途中でタイミングよく戻って来たのか、それとも丁度休憩か何かの時間だったのか、地上4階を所在無げにうろうろしていたルドルについてきて貰って地上1階へ。
「さて新たな
『『きゃぁああああああっっ!!』』
声を頼りに会議室風になっている部屋の1つに顔を覗かせると、そんな甲高い声が上がった。おっとぉ、文字通りの黄色い声ってか。ははは、まぁ私(の
で、新人って一体どんな人だ、と思って部屋の中を見るのだが。うん? ソフィーネさんが両手を猫の子でも捕まえるみたいな形にしてるけど、手が空っぽだぞ?
……あ、いや、違う。通常だと不可視の種族なのか。魔力を意識すると何か塊が捕まえられてるな。確か【徒手空拳】のレベルを上げると、非実体の相手を殴れるようになる付与アビリティを覚えた筈だから、それを使ってるのかな?
「えーと……新人さんと言うのはもしかして」
「そうなのよ~。それぞれ、ウィスプとクイックシルバーらしいんだけどね~」
「なるほど」
つまり、ゴースト系ってやつだな。霊体種族で、もちろん魔物種族だ。そんでもって種族というくくりでカウントするのが非常に難しい種族でもある。それをランダムで引き当てるとは、ある意味強いな。
へー。と思いながら部屋を見回し……あれ? 非実体なのがもう1人居るな?
「で、そちらの部屋の角に居られるのは?」
「あぁ~。流石「第三候補」ねぇ~。そちらは、ドッペルゲンガーらしいわよ~」
「……霊体種族はこの場所に現れるって事ですかね?」
「という訳でもないようです。……話を聞いたところ、どうも実のご姉妹とその父親らしく」
「縁の概念ってありましたっけこの世界」
ちょっとメタが入ってしまったがまぁともかく。「第五候補」とカバーさん達が聞いたところによると、あと母親と長男を含めた5人家族が全員揃ってフリアドを始める事にして、全員がランダム種族を選んだのだそうだ。

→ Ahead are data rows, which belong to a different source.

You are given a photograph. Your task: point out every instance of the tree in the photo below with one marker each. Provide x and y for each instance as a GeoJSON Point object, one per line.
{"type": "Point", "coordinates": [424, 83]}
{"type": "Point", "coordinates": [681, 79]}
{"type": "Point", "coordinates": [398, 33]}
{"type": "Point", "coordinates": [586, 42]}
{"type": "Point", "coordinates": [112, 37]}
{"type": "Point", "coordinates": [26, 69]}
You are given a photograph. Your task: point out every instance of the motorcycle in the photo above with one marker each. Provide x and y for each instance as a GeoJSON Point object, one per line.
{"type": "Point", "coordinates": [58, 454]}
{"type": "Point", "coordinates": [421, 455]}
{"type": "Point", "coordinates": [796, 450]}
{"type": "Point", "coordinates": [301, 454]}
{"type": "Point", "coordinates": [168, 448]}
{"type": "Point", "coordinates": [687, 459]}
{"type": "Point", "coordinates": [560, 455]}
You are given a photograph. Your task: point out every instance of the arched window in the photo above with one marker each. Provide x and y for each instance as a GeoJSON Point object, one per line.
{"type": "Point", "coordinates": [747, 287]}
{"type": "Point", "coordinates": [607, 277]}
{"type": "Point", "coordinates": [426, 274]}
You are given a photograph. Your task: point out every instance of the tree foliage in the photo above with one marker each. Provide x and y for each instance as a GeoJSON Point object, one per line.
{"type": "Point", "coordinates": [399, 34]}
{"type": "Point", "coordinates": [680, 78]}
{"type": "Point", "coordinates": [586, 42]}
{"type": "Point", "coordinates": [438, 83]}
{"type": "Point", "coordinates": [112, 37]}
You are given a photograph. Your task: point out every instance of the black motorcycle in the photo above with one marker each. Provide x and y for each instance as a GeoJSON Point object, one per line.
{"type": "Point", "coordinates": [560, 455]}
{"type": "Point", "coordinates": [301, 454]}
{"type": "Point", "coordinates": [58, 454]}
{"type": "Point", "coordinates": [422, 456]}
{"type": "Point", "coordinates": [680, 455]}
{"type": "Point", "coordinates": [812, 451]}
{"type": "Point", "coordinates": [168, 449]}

既に掲示板でやり取りはしていたらしく、母親が天狗、長男が人魚なのだそう。うーん中々ハードだな。まぁ覚悟の上なら歓迎するけど。
種族単位で守護する神がはっきりしている種族の場合はその神の領域に現れるのだそうで、今一番自由に動けるのが母親なのだという。長男の方はまず【人化】のレベルを上げないとどうにもならないと練習中のようだ。
「最初は驚いたらしいんだけど~、とりあえず自分の種族と初期スキルを確認して~、掲示板で連絡を取り合って、ってしてる間に~、私達が来たみたいでね~?」
「なるほど。それで……姉妹は大興奮状態と。ところでさっき喋ってませんでした?」
「ものすごーく頑張れば~、何とか声っぽい音が出せる、ぐらいみたいよ~」
「あぁ……喋るのにも制限がついてるパターンですか……」
通りでさっきから『きゃー!』しか聞こえない訳だよ。たぶん新人3人の方は同族補正で意思疎通できるんだろうけど、私達はそれ無いからな。カーリャさんならいけるかどうかって感じだろう。
しかし家族揃って元旦の朝からゲームとはなかなか気合が入った楽しいお家みたいだな。是非とも頑張ってほしい。霊体種族は前例がほぼ居ないから、進化条件とかもほぼ分かってないしね。
「しかし流石というべきか、一気に人数が増えると見た事のない種族も増えるようですね」
「と、言いますと?」
「非実体系、物質系、動物系と、実にバラエティに富んだ種族になった新人の方々の「何処に行けばいいのこれ!? というかそもそもどうやって動けばいいの!?」という悲鳴が掲示板上で大変な事になっています」
「……心折れずに続けて欲しい所ですね。動物系はみのみのさんやニビーさんという前例が居ますから、合流さえできれば何とかなると思いたいところですが」
カバーさん読み上げも上手いね。パニックになってる感が良く出てたよ今の。しかしそうか。やっぱり数って言うのは大きいんだなぁ。母数が大きいからランダム選択の比率は下がっても、絶対数が多くなるって事だろうし。
しかしここで新人さんに出会っちゃうかー。この後は全員揃って探索というか長距離移動の予定だったけど、その辺も含めて相談し直しかな。